How audacious of me to take a photo of a photographic artist. I cant help myself though. As you see, Lyndal Walker, photographer and latest Artist in Residence at Montsalvat, is pretty photogenic, so not too hard to get a good pic thankfully.
She’s only a few weeks into her residency, so there is not a completed body of work to show you…..yet. But I had the best time chatting with her at The Meeting Pool and then finding one of her favourite hidden away places at Montsalvat to get this pic.
I’ve been really impressed by the intellectual rigour that is evident with the Artists in Residence at Montsalvat. None more so than with Lyndal. Her creative process goes something like this.
Without giving too much away…the themes she has been exploring in relation to her project at Montsalvat are- time, gender, history and neo gothic architecture
Researching the theme includes the written word plus logistical and visual research.
She allows research to percolate down which involves filtering out what’s superfluous and continually refining the theme.
During this phase, random things will sometimes happen at the last minute which leads to a perfect outcome.
Choosing images is a massive task. Sometimes the work doesn’t take shape until the images are chosen.
I can’t help commenting on the strength of her VCA education…so evident in all phases of her process. During her time studying painting there, she found that photography better addressed the themes she was interested in exploring.
In answer to my curiosity as to why she pursued a residency at Montalvat there was an equally thoughtful response. She explained the link with Montsalvat and the Holy Grail that I wasn’t aware of. Apparently Montsalvat is named after the Grail Castle referred to in Wagner’s Opera ‘Parsifal’. In the opera, the main protagonist, Parsifal ends up at Montsalvat (the Grail Castle). Lyndal herself is fascinated by the search and research that surrounds the concept of the Holy Grail and sees herself searching and researching while she is at Montsalvat. This connection fascinates her. The theme of time is also ever present for her. Especially given that Montsalvat references medieval architecture. She also has a sense of it’s being ‘out of time’ and presently in a phase of transition. Being a part of all of that even for a short time was very appealing to her. The other attraction was the creative legacy that is entwined in Montsalvat’s history…she is also interested in exploring this as a universal concept.

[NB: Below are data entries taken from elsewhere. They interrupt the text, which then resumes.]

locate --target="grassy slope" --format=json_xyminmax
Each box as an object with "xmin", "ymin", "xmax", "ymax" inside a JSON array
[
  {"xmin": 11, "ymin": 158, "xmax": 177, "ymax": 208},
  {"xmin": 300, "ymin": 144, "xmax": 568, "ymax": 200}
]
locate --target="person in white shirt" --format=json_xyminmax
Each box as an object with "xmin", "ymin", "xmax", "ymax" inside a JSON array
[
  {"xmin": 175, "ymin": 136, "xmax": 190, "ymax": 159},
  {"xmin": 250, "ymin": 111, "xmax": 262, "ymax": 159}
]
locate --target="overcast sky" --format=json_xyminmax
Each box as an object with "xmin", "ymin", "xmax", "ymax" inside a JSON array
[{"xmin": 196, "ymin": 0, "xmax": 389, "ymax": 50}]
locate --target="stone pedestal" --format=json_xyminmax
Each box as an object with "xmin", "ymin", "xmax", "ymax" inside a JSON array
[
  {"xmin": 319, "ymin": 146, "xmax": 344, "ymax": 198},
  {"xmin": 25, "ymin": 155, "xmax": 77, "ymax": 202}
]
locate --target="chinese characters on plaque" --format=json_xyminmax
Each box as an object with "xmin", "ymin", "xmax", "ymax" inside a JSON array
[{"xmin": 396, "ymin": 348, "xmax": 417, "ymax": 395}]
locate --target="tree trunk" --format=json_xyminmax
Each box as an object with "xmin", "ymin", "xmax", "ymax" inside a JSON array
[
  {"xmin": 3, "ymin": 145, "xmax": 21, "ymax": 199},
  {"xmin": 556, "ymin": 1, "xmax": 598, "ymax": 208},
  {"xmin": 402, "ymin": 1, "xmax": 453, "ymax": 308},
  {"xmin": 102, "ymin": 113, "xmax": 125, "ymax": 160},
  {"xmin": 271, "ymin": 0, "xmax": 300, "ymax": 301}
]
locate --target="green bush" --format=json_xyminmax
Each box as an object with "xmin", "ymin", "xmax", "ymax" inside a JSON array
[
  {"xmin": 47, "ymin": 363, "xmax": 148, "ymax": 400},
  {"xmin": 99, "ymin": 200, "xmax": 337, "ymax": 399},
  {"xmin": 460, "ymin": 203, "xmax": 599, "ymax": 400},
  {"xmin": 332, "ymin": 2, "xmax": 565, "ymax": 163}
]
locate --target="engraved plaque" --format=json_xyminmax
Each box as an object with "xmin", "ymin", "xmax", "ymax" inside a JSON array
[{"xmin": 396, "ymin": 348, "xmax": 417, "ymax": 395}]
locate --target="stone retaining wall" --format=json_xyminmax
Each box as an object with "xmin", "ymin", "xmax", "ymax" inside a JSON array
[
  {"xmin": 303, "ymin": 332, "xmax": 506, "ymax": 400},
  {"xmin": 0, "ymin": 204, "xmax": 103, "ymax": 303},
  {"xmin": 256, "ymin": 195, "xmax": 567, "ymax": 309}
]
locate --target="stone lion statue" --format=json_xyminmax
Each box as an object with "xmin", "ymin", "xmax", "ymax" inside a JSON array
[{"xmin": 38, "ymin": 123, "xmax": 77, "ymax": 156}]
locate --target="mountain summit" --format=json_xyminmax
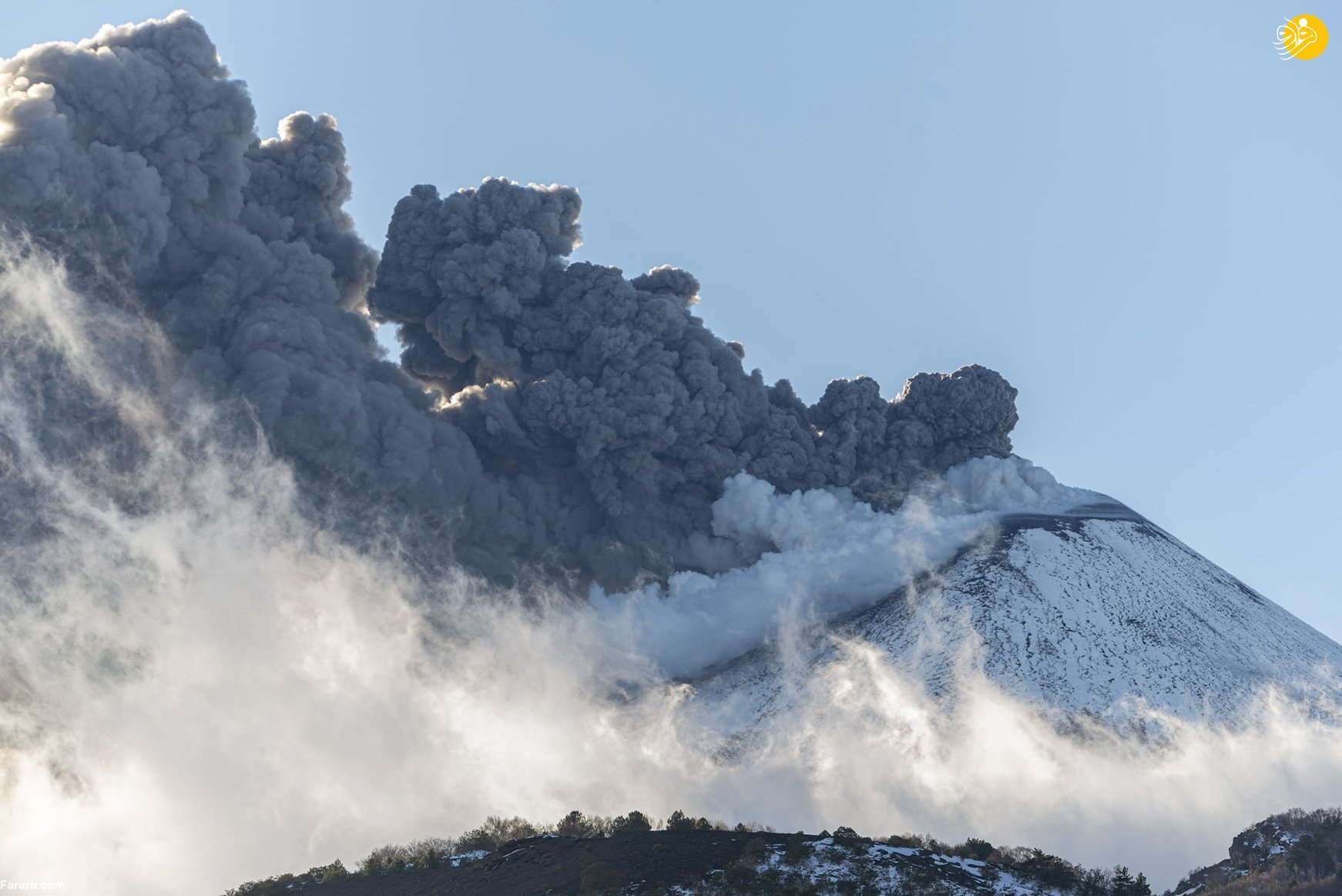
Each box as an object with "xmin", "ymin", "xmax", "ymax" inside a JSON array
[{"xmin": 695, "ymin": 496, "xmax": 1342, "ymax": 728}]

I also picked up a theme of fashion appearing in different places throughout her work. So much so in fact that she is speaking at a fashion symposium in New Zealand after she has completed her residency. From there she will spend one month participating in a residency in China where she intends to research fans and scarves. She also has a show coming up in March of next year at the Murray White Room in Sargood Lane. Phew, busy woman!
The two photos below took my attention from her existing body of work. Partly because August Skipper is the subject and because they are taken at Montsalvat.(You already know I’m obsessed.) You may remember that August is a poet and grandson of Matcham Skipper. The first one is from a series called Stay Young, where Lyndal sought to,
“…capture the fleeting beauty of men in their early twenties…The boys are not the sportsmen or corporate successes so often seen as models of masculinity.” Quoted from Lyndal’s website.
“August, I promised myself I would drown myself in mystic heated wine.” 76x50cm. 2010
August features in another of Lyndals series- Taking Pictures Some Time Later. Each photo in this series includes another photo taken by Lyndal. In that photograph the reference to Carol Jerrems iconic photo ‘Vale Street’ is clear. It’s a way of commenting on what youth culture looks like today and where it’s come from.
“August Holding Pole St. Montsalvat” 2010
These photographs are reproduced with Lyndal’s permission. I’m hoping to follow the progress of her current project and show you a little of the work that results from her residency at a later date.